Killer applications for the web: A map of library cats residing in libraries and bookshops around the world. Well, so far, mostly in North America and Australia. Hmmm... wasn't there at one stage a cat in residence at PolyEster Books?
Speaking of historical railway maps, here is an archive of maps of the Victorian Railways network, by decade. Fascinating; now I know that the Fitzroy line closed sometime in the 1980s, and the branch line to East Kew (which once linked Oakleigh to Fairfield or somesuch, around 100 years ago; not to be confused with the Kew one) was closed in the 1950s sometime. Though there is no trace of the rumoured railway line which ran from Elsternwick to Oakleigh or somewhere like that.
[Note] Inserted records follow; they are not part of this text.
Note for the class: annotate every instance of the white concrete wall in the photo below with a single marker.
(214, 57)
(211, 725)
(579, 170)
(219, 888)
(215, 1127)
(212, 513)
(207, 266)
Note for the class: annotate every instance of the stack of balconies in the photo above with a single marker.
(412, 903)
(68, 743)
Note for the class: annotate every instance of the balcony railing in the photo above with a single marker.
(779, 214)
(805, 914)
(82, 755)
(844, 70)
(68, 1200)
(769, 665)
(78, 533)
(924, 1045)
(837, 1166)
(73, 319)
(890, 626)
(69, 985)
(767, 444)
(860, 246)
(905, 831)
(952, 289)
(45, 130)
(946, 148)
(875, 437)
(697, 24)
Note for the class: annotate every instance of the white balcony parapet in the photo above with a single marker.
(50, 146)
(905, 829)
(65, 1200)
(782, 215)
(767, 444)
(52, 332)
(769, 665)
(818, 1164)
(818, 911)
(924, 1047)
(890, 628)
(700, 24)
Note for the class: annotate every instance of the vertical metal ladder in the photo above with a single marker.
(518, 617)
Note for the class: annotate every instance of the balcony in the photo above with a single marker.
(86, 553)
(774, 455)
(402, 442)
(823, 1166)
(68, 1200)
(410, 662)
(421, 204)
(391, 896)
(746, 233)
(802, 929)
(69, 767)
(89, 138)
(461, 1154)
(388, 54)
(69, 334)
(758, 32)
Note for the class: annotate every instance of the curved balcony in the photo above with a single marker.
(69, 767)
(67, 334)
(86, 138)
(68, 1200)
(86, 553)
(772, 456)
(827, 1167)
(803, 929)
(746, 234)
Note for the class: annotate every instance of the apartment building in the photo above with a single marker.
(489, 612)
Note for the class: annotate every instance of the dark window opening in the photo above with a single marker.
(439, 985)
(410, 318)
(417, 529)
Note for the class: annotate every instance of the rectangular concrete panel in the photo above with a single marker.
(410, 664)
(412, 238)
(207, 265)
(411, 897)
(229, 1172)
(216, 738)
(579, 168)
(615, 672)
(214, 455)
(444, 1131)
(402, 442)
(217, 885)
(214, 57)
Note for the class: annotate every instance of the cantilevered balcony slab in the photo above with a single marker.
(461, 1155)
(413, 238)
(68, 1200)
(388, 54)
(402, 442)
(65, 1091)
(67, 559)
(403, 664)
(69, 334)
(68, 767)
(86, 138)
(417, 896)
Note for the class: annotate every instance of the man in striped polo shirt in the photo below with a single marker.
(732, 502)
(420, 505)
(I have been interested in historical maps for some time; since I started looking through a 1970s-vintage Melway street directory which had belonged to my late stepfather, probably from back when he was a features editor at the Herald. Unfortunately, this book has since been lost, some time before when I became curious about the dismantled railway lines of Melbourne.)
Vintage London Underground maps. Useful for the historically curious or Mornington Crescent players.
A map of the London Underground with station names replaced by those of famous people (or people famous in 1992, at least) is being auctioned, and is expected to go for as much as £15,000. Wouldn't it make for an interesting conversation piece for your Mornington Crescent parties?